Center for Instructional Development and Educational Research

Excellence in Teaching Award

John Tedesco, Department of Communication

October 2017

 

John Tedesco, professor in the Department of Communication, is the winner of the October Excellence in Teaching Award. This award, given by the Center for Instructional Development and Educational Research (CIDER), recognizes effective, engaged and dynamic educators at Virginia Tech.

Tedesco, a professor at Virginia Tech since 1999, said he knew he wanted to be a teacher from a young age. “My mom will tell the story that I would take all the little Fisher-Price figures, and I’d line them up on the floor of my room and put little magazines in front of them and role-play that I was the teacher,” he said. “I’d say ‘Alright students turn to page one!’ and I’d go around and turn all the pages of the Highlights [magazines].”

Even during his doctoral work in communication at the University of Oklahoma, Tedesco saw himself in front of a class. “The image in my head was not research papers and projects and staying up late writing; it was the classroom,” he said. “That’s what excited and interested me.”

Assistant professor Cayce Myers nominated Tedesco for his commitment to learner-centered pedagogy. “In his undergraduate teaching, John is committed to preparing students beyond his classroom,” Myers said. “He is regularly available to students and frequently takes time to increase his own knowledge of his area of expertise.”

The commitment to students also extends to the graduate community, Myers said. “In his graduate teaching he regularly advises students, and in the past few years has directed multiple theses a year in the Department of Communication,” Myers said.

Myers said Tedesco’s teaching style is “a mixture of academic rigor and practical training” for students. “He regularly teaches research methods for the department and also teaches public relations-specific courses,” Myers said. “John has also completed his Accreditation in Public Relations (through the Universal Accreditation Board) which helps him link the academic and industry aspects to his courses.”

Tedesco sees this interest in student learning as a responsibility to his students. “The focus is not on me and my role in the classroom,” Tedesco said. “The focus is on trying to understand how students learn.”

For example, when Tedesco teaches Introduction to Communication Research, which he said many students consider a tough class, he offers flexibility in terms of the type and depth of exam questions – some might be multiple choice while others might be essays, but both types are weighted the same.

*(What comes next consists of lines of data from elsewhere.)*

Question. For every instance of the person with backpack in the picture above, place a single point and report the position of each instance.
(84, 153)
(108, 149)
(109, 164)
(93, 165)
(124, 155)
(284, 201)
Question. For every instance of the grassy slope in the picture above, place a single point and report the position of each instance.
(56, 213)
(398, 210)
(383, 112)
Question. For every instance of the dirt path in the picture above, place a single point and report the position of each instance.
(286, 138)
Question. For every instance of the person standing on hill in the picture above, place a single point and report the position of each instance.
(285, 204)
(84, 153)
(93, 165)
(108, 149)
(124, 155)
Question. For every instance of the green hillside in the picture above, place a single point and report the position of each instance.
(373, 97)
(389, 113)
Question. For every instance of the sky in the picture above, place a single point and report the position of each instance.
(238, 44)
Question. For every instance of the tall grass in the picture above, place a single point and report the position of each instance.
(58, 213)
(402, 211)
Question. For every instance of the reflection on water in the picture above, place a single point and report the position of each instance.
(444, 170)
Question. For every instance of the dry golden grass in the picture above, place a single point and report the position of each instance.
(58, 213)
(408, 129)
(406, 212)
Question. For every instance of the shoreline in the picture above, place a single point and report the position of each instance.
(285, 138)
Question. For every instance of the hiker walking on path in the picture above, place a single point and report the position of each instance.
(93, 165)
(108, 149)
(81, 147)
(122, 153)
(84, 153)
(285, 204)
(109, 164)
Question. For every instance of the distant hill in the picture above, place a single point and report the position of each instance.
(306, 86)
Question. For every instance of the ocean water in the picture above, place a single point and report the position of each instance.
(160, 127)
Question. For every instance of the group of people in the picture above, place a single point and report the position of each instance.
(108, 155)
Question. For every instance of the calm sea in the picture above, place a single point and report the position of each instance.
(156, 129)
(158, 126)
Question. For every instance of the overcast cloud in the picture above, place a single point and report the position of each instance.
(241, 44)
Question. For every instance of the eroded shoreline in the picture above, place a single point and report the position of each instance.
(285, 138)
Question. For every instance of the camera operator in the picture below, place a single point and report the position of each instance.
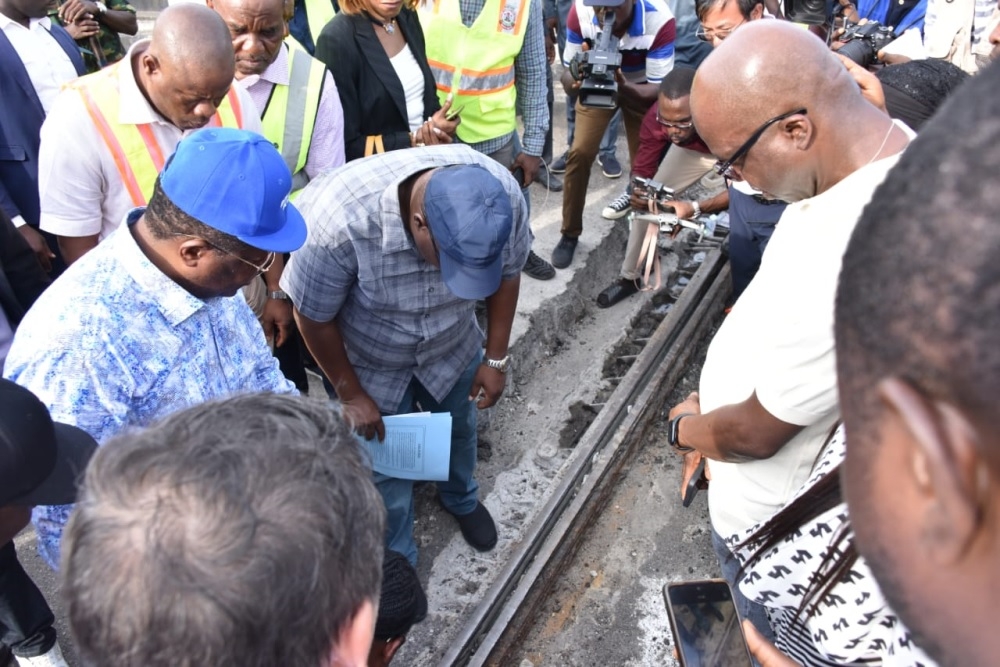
(646, 30)
(752, 216)
(667, 124)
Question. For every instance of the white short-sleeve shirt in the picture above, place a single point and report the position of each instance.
(79, 186)
(778, 341)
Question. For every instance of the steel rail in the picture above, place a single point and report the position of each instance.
(500, 621)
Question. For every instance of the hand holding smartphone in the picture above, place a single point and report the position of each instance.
(706, 625)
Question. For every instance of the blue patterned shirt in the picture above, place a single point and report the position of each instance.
(114, 343)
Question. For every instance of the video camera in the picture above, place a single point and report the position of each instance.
(595, 69)
(864, 41)
(651, 189)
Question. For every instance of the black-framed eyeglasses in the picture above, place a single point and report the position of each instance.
(259, 268)
(720, 34)
(686, 125)
(725, 167)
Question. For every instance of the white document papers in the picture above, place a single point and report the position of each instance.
(416, 446)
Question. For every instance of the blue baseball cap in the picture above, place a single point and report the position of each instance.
(470, 216)
(236, 182)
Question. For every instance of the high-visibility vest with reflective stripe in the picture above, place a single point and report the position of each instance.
(290, 115)
(318, 14)
(136, 153)
(477, 63)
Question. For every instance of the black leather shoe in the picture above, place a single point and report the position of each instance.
(478, 528)
(620, 289)
(548, 180)
(538, 268)
(562, 256)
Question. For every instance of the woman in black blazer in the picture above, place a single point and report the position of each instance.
(357, 46)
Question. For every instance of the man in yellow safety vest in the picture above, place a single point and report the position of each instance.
(109, 133)
(489, 55)
(301, 115)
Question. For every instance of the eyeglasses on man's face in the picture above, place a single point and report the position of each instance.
(716, 34)
(259, 268)
(685, 125)
(725, 167)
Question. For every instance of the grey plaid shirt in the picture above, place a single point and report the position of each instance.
(360, 267)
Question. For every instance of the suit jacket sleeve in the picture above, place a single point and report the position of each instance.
(22, 272)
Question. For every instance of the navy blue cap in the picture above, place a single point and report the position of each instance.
(40, 461)
(236, 182)
(470, 216)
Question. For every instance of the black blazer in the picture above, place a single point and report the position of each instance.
(22, 279)
(370, 92)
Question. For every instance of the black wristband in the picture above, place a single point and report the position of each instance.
(673, 433)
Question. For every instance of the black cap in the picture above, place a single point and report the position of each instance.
(40, 461)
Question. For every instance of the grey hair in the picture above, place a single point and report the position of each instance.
(243, 532)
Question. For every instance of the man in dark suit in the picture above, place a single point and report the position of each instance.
(36, 57)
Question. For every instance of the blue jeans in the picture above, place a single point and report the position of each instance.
(751, 611)
(460, 493)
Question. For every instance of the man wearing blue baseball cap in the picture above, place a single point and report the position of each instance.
(151, 321)
(401, 246)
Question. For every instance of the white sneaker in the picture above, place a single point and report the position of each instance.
(53, 658)
(619, 208)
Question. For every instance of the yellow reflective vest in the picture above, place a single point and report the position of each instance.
(476, 64)
(289, 118)
(136, 153)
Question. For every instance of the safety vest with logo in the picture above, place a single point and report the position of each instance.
(318, 14)
(476, 63)
(290, 115)
(136, 153)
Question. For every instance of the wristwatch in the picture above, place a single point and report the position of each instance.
(673, 433)
(498, 364)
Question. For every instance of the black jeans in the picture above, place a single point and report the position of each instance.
(25, 618)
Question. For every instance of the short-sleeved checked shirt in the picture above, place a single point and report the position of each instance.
(360, 267)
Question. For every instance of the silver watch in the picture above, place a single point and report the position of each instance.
(499, 364)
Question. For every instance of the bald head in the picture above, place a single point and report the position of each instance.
(188, 66)
(766, 69)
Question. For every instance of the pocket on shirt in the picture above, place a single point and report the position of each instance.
(13, 153)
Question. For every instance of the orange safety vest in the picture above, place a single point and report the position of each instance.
(136, 153)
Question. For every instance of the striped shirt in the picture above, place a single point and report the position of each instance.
(647, 48)
(359, 267)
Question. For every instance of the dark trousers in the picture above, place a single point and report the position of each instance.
(751, 224)
(25, 618)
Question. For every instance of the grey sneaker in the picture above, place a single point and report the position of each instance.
(618, 208)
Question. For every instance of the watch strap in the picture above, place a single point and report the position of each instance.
(673, 433)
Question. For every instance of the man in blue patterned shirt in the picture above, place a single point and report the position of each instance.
(152, 321)
(401, 246)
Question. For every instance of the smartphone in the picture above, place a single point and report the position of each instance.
(706, 625)
(696, 482)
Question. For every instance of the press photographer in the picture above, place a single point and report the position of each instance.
(644, 32)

This equal weighting allows Tedesco to judge where his students are struggling or excelling without penalizing them.

“That’s a form of feedback I can use to tailor my other lectures or assignments,” he said. “If students are not able to apply [concepts], then I can do more in class for application. Or I can load videos on the Canvas site for students who haven’t gotten the synthesis part of it yet.”

Student-centered learning also means having the students learn from each other. In his Public Relations Campaigns course, Tedesco has students divide into semester-long teams. The class chooses a local non-profit client with which to partner, and each group spends a few weeks researching the client and produces a final PR campaign at the end of the semester. “I tell my students, ‘You should be learning from your peers,’” Tedesco said. “‘That’s not to say I’m out of the equation, but much of this is on you.’”

Inevitably, a few students each semester push back against this level of group work, arguing that they can’t learn from other students or that they, as especially strong students, are carrying the others in the group. “And I say, ‘This is valuable experience for you when you go into the profession because you’ll be working in project teams, and you’re going to need to learn to cope,’” Tedesco said. “‘You have to figure out how to engage [your] peers and help them help [you] complete this assignment the way [you’d] like to.’”

Tedesco said constant feedback and self-reflection is invaluable to student-centered learning. As part of the Introduction to Communications Research class, students must conduct an interview with someone on campus. As part of the final assignment submission, students complete a self-assessment. “One of the important parts of my evaluation of their interview [assignment] isn’t what they learned or didn’t from the interviewee,” he said. “It’s the process of ‘did you feel comfortable?’ and ‘If you were to do this again what would you do differently?’”

Tedesco offered a number of tips to help faculty embrace a learner-centered approach in the classroom. The first starts even before the semester officially begins – with syllabus construction. “You want to give students a template for the semester,” he said. “Even more so now than when I started teaching [25 years ago], the syllabus is seen as a contract, so having clarity on that is important.”

Allowing students to find and own their voice throughout the semester is also key, he said. “Always have an opportunity for students to talk in every lecture,” he said. “I think you can lose them really quickly if they’re not engaged in an activity, and it helps me understand that they’ve understood the assignment, and that the scope and breadth are at the level I was expecting.”

Finally, embrace both mid-semester evaluations and constant feedback. “Let [the students] school you when things aren’t working,” he said. “I want to know so that I can fix it instead of waiting until the semester ends and getting zinged.

“Students have to feel a part of the evaluation process,” he continued. “Give them ways they feel like they’re influencing the class and you’ll get investment or engagement in ways you might not have had it before.”